Researchers at Cambridge University have developed a way to create strong, lightweight electrical cables out of a form of carbon which they
believe can replace copper.
According to the researchers, the new carbon nanotubes and their compounds “exhibit extraordinary electrical properties for organic
materials, and have a huge potential in electrical and electronic applications such as photovoltaics, sensors, semiconductor devices, displays, conductors,
smart textiles and energy conversion device”.
These tubes have the potential to completely replace copper wire as the main material for conducting electricity.
Carbon nanotubes are thin, hollow cylinders that are only a tenth of the weight of copper, but are more similar to graphene and are much stronger
and flexible, and can also be joined to conventional metal wires, the University says.
This ability to connect to regular wire is a huge step forward.

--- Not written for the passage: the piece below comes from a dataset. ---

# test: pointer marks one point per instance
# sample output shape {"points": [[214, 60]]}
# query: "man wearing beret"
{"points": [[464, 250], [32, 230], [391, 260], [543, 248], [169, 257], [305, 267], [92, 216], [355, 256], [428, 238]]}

"It is reasonably simple for us to make a metre-long wire made of carbon and use it in an electrical system,” Dr Krzysztof Koziol, from Cambridge’s department of Materials Science & Metallurgy, explained.
“No longer are we talking about millimetre-long, minute samples. But a metre of wire is one thing; incorporating it into a house
or an aeroplane is quite another. A highly-efficient carbon wire is of no practical use if it cannot be connected to conventional systems. While metal wires can be connected to each other through soldering, carbon cannot be connected to metal in this way using regular tin-based solder.”
Now it can.
Koziol’s team developed the carbon nanotube alloy which can solder carbon wires and metal wires allowing for carbon wires to be integrated into metal-based systems.
“The solder could also be used for graphene, which is currently joined by clamping sheets together.”